The processing infrastructure relies on a network of project collaborators' machines, connected via an open source distributed worker system (youpol-worker-node). Each machine automatically detects its resources (CPU, memory, GPU) and atomically claims tasks from the central database. Collaborators can make their machine available at any time via a simple menubar button.
The system records a complete longitudinal history: each metadata scan produces a snapshot of each video's views, likes and subscribers. Deleted comments or privatized videos are automatically detected and documented. This architecture enables analysis of the corpus's temporal dynamics.
Tools Used
Database Schema
Six tables in a normalized relational schema, from raw metadata to sentence-level NLP annotations.

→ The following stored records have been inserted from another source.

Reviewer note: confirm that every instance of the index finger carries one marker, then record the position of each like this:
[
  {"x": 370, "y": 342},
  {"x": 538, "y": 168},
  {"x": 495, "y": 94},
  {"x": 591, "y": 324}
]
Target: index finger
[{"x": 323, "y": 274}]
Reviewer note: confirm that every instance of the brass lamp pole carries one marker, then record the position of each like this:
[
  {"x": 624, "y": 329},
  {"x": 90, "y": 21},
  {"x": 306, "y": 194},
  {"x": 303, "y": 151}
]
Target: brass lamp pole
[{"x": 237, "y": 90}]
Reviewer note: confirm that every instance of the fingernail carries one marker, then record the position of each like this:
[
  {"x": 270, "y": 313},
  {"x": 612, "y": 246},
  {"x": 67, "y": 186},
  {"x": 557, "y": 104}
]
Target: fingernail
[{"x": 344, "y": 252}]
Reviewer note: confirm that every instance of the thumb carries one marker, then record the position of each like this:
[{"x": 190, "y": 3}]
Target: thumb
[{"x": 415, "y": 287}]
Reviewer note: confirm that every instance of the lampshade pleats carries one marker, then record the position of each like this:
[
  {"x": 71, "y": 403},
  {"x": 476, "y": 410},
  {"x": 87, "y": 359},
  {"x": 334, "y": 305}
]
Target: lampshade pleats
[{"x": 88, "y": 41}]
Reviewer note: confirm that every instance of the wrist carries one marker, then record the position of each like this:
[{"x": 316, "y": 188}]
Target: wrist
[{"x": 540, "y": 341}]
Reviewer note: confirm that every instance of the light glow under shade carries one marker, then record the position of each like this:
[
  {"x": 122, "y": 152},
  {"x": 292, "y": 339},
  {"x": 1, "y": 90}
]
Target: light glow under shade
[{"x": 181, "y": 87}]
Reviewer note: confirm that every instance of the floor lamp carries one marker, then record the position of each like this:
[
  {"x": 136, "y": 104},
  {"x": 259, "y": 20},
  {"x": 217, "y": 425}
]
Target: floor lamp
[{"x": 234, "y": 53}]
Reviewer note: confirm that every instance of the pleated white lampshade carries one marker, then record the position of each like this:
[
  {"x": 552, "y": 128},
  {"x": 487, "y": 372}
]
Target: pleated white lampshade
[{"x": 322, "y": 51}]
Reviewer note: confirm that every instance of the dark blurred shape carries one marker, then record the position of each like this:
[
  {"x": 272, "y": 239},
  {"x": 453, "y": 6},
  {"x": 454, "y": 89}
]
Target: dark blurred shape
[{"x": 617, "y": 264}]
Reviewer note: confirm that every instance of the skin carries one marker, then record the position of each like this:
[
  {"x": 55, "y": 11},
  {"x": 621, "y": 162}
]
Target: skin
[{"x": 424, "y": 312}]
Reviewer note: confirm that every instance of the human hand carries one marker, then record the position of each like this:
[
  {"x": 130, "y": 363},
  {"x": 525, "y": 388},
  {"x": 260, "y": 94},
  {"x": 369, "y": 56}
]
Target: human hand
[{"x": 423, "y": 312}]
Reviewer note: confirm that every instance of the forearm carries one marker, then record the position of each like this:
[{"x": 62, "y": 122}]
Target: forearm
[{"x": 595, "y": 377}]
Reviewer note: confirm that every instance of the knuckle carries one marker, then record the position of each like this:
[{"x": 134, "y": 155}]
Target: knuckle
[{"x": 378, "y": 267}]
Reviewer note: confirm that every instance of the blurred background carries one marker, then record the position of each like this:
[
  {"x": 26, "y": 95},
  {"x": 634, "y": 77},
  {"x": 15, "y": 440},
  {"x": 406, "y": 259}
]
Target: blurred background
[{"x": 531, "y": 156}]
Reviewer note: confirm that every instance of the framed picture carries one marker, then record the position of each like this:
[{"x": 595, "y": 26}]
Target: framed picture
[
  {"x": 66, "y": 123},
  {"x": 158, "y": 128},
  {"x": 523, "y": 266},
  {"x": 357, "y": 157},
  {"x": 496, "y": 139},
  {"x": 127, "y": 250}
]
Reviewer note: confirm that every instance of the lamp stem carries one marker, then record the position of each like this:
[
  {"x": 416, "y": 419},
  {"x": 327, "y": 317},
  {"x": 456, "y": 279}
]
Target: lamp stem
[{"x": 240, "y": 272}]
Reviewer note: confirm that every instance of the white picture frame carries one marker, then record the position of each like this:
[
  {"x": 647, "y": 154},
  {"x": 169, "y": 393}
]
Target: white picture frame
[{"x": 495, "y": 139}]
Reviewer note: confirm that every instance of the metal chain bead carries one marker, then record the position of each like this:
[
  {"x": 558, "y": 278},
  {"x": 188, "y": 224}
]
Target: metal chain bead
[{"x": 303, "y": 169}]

| # | Table | Description | Scale |
|---|---|---|---|
| 1 | videos | One row per video: ID, channel metadata, views, likes, comments, tags, duration, upload date, political orientation, country, gender. | 26,396 rows |
| 2 | comments | All comments with author info, like counts, timestamps, nested reply structure, and JSONB analysis column. | 9.6M+ rows |
| 3 | video_transcripts | Full diarized transcripts with speaker labels and cleaned text versions. | 28,121 rows |
| 4 | transcription_speakers | Individual speaker segments from diarization, ordered by position within each video. | 1,021,611 rows |
| 5 | comments_processed | Sentence-level tokenized comments with NER entities (PER, ORG, LOC) and ML prediction columns. | 15.3M+ rows |
| 6 | transcription_speakers_processed | Sentence-level speaker segments with NER extraction and full annotation suite. | 4.8M+ rows |
Continuous Observatory
The database is continuously updated: channel scanning, video transcription and annotation, comment extraction, metadata updates (views, likes, subscribers). Each scan produces a longitudinal history accessible via the API.